Most of the vials currently in use domestically are still labeled Pfizer-BioNTech.
“We can confirm it’s the same vaccine; it contains the same ingredients and is manufactured the same way,” a Pfizer representative told The Press Democrat. “The FDA-approved COMIRNATY and the (European Union Administration)-authorized Pfizer-BioNTech COVID-19 Vaccine have the same formulation and, according to the FDA, can be used interchangeably to provide the COVID-19 vaccination series.”
The FDA has said much the same thing, but may have confused the issue by appending this sentence: “The products are legally distinct with certain differences that do not impact safety or effectiveness.”
Asked to clarify what those differences are, the Pfizer rep said, “While the products are manufactured using the same processes, they may have been manufactured at different sites or using raw materials from different approved suppliers. … Approval of site transfers and changes in ingredient supplies are common for licensed vaccines.”
Even those Healdsburg residents who support their City Council’s vaccination requirement wound up peeved at city leadership Monday night.

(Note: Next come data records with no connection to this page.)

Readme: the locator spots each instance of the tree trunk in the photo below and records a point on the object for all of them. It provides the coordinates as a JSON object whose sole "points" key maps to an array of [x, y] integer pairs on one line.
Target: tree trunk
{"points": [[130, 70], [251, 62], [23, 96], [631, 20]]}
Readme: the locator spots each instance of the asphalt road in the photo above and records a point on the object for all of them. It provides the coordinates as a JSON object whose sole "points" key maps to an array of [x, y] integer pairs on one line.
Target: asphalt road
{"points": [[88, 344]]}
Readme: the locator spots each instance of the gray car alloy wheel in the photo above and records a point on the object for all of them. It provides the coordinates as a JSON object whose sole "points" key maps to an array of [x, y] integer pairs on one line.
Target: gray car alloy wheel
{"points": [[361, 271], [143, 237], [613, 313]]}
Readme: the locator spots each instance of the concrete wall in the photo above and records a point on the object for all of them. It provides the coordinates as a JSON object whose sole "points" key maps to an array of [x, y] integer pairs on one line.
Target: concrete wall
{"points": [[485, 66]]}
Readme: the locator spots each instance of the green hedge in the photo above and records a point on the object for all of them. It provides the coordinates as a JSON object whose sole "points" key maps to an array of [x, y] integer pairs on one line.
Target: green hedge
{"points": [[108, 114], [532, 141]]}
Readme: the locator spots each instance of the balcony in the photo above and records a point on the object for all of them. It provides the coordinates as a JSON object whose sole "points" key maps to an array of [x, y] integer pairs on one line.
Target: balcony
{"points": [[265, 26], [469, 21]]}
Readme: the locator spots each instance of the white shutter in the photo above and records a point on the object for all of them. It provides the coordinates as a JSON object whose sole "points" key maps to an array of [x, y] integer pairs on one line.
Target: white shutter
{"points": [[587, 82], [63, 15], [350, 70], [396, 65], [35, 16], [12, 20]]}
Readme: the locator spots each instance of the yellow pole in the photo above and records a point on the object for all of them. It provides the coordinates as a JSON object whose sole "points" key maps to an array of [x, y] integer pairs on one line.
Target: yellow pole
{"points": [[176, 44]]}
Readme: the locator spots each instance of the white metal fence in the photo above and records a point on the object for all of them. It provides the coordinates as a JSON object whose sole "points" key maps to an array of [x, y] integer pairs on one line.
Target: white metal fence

“I was in the chamber very early, had my certificate checked, etc. 4 to 5 obviously no-vaxxers, maskless, strident, entered later, and the single police officer, who seemed totally unaware of what to do, allowed them to sit,” resident Dave Henderson immediately wrote to the council, cc-ing The Press Democrat.
Henderson said he wound up in a crowded vestibule with the anti-mandate demonstrators.
“I had to elbow my way, since I was now confronted with a potential threat to my own health!” he continued. “Someone turned out the lights in the council chamber and word spread that the meeting had been canceled. No announcement. No one in charge. What a mess!”